Take so much time to open the dialag node

helfortuny · January 27, 2023, 12:13pm

Hi!

My dataset is based on 183000 columns and 600 rows. This data is imported from 15 different excel thorugh the Excel Reader node. I have increased the RAM memory that the KNIME can support to 14000 MB and it is enough to store all the data I have. Now I would like to implement different models and make further arrangements with data. Now, the problem I have is that it takes so much time to open a dialag node from any node. How can I solve this issue?

Thank you so much in advance!!!

helfortuny · January 27, 2023, 12:48pm

I correct myself. It’s only the Random Forest Learner node dialog (taking into account the nodes I have for the moment in my workflow).
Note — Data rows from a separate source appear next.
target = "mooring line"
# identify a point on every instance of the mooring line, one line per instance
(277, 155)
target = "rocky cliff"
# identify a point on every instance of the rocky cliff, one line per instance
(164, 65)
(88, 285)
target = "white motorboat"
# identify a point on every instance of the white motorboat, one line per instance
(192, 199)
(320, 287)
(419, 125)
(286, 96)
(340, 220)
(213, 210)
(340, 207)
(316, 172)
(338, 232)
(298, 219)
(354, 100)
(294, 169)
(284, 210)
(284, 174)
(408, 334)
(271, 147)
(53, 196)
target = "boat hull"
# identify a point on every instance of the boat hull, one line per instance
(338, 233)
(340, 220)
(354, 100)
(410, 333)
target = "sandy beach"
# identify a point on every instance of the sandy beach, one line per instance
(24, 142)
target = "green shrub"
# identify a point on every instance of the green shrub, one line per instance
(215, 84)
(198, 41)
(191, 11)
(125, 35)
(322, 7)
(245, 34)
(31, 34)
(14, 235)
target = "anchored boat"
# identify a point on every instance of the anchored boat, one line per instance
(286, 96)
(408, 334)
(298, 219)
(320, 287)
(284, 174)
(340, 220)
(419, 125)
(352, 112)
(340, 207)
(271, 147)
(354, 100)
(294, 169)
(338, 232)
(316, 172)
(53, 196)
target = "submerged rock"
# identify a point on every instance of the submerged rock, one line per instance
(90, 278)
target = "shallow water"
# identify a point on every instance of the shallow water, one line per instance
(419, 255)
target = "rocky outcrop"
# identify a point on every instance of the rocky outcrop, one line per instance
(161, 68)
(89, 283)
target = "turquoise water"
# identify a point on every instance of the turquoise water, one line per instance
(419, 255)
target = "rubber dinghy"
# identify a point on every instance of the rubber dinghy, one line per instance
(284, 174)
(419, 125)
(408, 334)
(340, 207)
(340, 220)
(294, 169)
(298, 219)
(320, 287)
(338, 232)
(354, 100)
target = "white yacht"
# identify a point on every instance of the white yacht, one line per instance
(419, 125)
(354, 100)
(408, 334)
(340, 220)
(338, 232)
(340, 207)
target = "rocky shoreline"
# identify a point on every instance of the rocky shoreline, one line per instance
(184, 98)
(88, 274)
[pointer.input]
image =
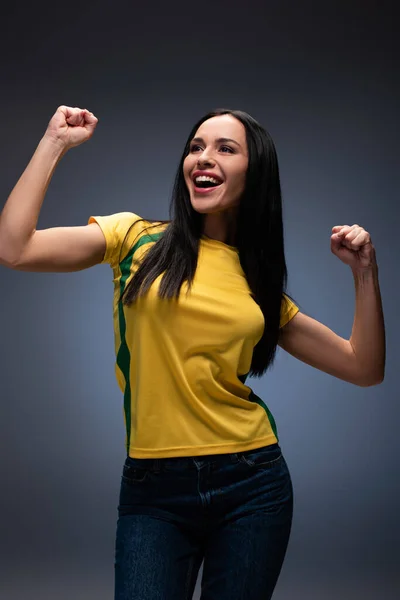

ScottF · January 31, 2023, 4:41pm

Hi @helfortuny -

It sounds like the problem is connected to how wide your dataset is. 183,000 columns is quite a lot, especially relative to your 600 rows. The Random Forest learner is going to have to load all 183K columns for you to make selections from, hence your problem.

I would suggest that some dimensionality reduction is in order here. What type of dataset are you dealing with? Is this perhaps a Document Vector matrix for text analysis, or something else?

helfortuny · January 31, 2023, 5:00pm

Most of data are audio signals.

ScottF · January 31, 2023, 5:03pm

Ah, OK, thanks. The fundamental question is: do you really need all 183K features? Not only is it going to affect the configuration of the individual node, but also the overall performance of the model, as well as its interpretability.

system · May 1, 2023, 5:03pm

This topic was automatically closed 90 days after the last reply. New replies are no longer allowed.